Author Contributions
Conceptualization: S.K., J.R.B; funding acquisition: M.C.K., W.M.L.; methodology: S.K., J.R.B; resources: O.K., P.L., J.W.; writing—original draft: S.K., J.R.B.; writing—review and editing: J.R.B; investigation: S.K., J.R.B, D.R.C., J.M., O.Y., Y.K., Y.S., K.Y.
Funding
This work was supported by intramural funds provided by the Center for Cancer Research, National Cancer Institute of the National Institutes of Health (ZIC BC011932).
Supporting information
Figure S1: Tarquin linear‐combination fit of an in vivo SPIR‐PRESS spectrum illustrating limitations of automated modeling for phase‐inverted lactate: The nonnegativity constraint prevents fitting of the inverted lactate doublet at ~1.33 ppm, leaving a prominent residual, and the accompanying lipid signals flanking lactate are poorly modeled; the lactate resonance at ~4.1 ppm is likewise not fit. Figure S2: Spline‐based baseline correction strategy for in vivo SPIR‐PRESS quantification (UOK161 renal clear cell carcinoma leg xenograft). To accommodate the phase‐inverted lactate peak, a cubic spline baseline was modeled using control points placed in spectral regions determined to be devoid of significant metabolite or lipid signals. Anchor points were consistently placed at approximately 3.67 (downfield of water), 2.7, 1.74, and 0.45 ppm (upfield of the mobile lipid tail) prior to subtraction and peak integration. Figure S3: Full short‐TE SPIR‐PRESS spectra from the complex phantom used in Figure 4. Figure S4: In vivo spectra from a large IDH mutant glioma with reduced lactate levels.
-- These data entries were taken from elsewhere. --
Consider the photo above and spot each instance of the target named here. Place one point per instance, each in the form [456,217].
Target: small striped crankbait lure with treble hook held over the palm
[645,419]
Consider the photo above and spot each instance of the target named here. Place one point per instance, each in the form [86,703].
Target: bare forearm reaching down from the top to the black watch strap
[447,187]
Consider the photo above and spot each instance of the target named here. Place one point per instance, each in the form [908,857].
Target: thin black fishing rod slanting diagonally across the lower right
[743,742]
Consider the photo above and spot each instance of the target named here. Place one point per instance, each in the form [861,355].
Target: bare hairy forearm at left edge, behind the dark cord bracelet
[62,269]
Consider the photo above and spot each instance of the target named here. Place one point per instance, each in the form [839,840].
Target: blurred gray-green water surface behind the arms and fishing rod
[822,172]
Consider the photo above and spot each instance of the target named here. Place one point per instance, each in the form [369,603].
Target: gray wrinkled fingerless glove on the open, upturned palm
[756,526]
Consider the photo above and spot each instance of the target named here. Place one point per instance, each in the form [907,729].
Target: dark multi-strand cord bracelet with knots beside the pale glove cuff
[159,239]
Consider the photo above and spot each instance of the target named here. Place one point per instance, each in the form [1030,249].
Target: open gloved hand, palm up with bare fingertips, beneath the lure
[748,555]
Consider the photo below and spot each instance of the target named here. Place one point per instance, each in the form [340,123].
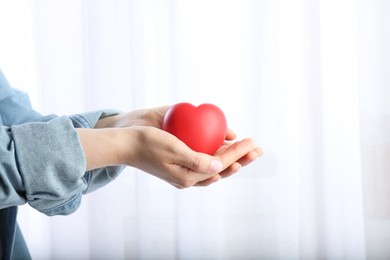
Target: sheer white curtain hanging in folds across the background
[307,79]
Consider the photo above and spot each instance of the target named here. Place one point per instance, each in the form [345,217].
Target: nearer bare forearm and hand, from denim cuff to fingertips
[161,154]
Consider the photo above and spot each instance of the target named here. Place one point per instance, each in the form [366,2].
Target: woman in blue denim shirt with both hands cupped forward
[49,162]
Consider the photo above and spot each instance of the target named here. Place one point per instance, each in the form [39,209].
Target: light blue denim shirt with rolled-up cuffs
[42,163]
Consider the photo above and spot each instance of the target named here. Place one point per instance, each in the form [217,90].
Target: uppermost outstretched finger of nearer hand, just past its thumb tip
[236,151]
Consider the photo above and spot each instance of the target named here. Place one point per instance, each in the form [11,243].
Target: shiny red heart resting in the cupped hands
[201,128]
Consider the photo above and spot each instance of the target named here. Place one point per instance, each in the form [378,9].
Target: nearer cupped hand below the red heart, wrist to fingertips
[166,157]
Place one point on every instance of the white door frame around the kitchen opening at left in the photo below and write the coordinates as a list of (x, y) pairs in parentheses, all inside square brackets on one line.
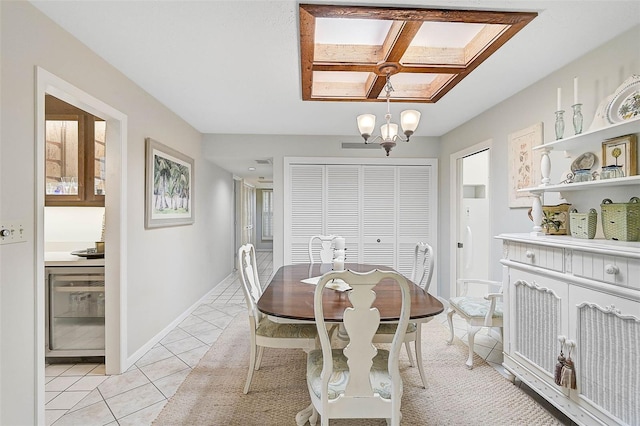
[(115, 249)]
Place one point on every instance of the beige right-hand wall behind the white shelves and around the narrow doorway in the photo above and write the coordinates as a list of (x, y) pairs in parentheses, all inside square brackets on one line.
[(600, 72)]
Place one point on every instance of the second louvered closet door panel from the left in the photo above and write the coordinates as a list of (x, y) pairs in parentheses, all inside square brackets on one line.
[(343, 206)]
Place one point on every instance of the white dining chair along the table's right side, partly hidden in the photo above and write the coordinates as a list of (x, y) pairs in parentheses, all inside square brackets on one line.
[(421, 274)]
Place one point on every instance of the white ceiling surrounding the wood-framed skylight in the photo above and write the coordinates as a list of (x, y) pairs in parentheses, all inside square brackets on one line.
[(233, 66)]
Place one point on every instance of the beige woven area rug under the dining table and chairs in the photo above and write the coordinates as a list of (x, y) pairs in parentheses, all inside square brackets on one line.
[(212, 393)]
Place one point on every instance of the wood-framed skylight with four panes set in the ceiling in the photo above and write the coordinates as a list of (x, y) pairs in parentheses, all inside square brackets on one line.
[(347, 52)]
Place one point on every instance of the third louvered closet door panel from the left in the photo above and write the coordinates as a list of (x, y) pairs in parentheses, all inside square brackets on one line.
[(379, 215)]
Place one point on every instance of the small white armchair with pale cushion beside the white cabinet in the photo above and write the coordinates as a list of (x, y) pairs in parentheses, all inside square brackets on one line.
[(478, 312)]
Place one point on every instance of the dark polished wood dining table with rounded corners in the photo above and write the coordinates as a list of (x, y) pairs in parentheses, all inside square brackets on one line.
[(288, 297)]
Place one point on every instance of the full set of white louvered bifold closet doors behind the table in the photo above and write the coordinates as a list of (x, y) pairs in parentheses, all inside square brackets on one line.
[(381, 210)]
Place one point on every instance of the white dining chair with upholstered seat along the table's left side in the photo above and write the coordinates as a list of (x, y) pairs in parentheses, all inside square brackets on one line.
[(265, 333)]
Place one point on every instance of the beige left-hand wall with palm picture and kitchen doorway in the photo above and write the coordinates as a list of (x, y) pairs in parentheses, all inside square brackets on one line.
[(167, 270)]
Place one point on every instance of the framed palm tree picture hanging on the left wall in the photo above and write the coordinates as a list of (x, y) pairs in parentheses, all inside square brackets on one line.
[(169, 186)]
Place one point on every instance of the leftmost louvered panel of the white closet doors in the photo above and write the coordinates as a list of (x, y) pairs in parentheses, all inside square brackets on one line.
[(306, 186)]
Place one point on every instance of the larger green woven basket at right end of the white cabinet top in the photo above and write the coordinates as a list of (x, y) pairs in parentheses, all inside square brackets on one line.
[(621, 221)]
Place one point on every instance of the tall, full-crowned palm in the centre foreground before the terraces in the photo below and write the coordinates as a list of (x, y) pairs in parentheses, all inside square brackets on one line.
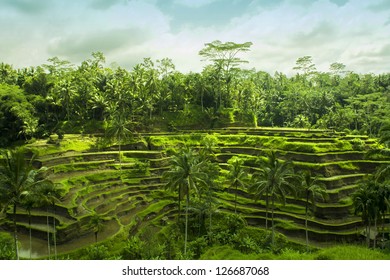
[(186, 174)]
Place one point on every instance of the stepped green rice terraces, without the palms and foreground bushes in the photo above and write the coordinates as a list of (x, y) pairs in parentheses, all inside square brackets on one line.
[(128, 192)]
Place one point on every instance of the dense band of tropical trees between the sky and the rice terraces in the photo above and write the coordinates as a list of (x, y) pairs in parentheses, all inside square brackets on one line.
[(59, 97)]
A, T2‐weighted MR image showing voxel placement in the tumor. B, Overlaid short‐TE PRESS (grey) and SPIR‐PRESS (red) spectra; the SPIR‐PRESS spectrum shows a lactate signal that is less than WT IDH after baseline correction, but not zero. C, Corresponding long‐TE PRESS spectrum, showing no distinct lactate signal. Table S1: Metabolite concentration for the mixed metabolite phantom used in Figure 4.